For clinicians, this supports several practical points. First, arrhythmias should be actively considered in symptomatic heart failure patients even when they do not have a prior device. Second, continuous monitoring may help identify patients who need intervention before their condition worsens. Third, the type of arrhythmia matters: atrial fibrillation, bradyarrhythmia, and ventricular arrhythmias each carry different treatment implications.

For atrial fibrillation, management may include rhythm control, rate control, anticoagulation, or ablation depending on symptoms and stroke risk. For bradyarrhythmias, pacemaker evaluation may be required if slow rhythms are causing symptoms or limiting therapy. For ventricular tachycardia or fibrillation, urgent assessment for defibrillator therapy, antiarrhythmic treatment, or ablation may be needed.

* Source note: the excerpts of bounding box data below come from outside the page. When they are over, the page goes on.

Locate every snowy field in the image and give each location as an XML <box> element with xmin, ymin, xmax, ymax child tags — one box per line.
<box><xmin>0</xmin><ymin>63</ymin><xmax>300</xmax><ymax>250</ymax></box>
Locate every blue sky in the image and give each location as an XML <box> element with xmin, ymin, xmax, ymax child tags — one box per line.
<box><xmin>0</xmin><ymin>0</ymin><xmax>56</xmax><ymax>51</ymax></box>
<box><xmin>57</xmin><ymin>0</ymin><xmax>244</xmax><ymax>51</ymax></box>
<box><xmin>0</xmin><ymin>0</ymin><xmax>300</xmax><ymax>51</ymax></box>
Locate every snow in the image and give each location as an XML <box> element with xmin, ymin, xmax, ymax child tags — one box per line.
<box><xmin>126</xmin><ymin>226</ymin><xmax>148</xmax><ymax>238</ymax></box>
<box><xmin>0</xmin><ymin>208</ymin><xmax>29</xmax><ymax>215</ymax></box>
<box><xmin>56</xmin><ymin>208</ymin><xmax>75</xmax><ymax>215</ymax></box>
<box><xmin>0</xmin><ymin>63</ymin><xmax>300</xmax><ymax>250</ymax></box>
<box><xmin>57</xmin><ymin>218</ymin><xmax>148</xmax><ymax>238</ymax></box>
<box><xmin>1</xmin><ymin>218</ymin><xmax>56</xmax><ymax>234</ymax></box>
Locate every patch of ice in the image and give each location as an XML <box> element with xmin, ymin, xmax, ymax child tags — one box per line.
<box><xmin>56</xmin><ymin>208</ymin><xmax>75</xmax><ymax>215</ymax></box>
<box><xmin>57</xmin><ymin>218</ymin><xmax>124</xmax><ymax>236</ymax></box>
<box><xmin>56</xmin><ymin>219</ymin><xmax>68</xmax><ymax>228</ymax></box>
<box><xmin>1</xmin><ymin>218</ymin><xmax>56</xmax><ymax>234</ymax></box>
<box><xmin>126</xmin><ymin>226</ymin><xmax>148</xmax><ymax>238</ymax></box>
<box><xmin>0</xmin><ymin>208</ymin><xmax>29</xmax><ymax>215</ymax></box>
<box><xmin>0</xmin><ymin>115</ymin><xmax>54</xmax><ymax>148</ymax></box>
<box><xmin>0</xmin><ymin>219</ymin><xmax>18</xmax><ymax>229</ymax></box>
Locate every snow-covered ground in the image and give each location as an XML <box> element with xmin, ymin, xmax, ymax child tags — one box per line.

What the Study Does and Does Not Show

This trial provides strong observational insight within a randomized framework, but it does not prove that ICM monitoring itself improves outcomes. The study shows association rather than direct causation between arrhythmias and later interventions or hospitalization. It also reflects practice in a setting where investigators could see arrhythmia data in both groups, which may have influenced care decisions.

Still, the results are highly relevant because they demonstrate that arrhythmias are common, often clinically actionable, and associated with worse outcomes in a heart failure population that might otherwise be under-monitored.

Conclusion

In ambulatory patients with recent symptomatic heart failure, a protocol-driven congestion-management strategy did not change arrhythmia burden during the randomized phase of ALLEVIATE-HF. However, continuous insertable cardiac monitor surveillance revealed a high frequency of atrial fibrillation, bradyarrhythmias, and ventricular tachycardia or fibrillation. These arrhythmias were associated with more therapeutic interventions, more device implantation and ablation, and higher risks of hospitalization and heart failure events.

The findings highlight the value of continuous rhythm monitoring as a tool for identifying clinically important arrhythmias in heart failure and for informing timely management decisions.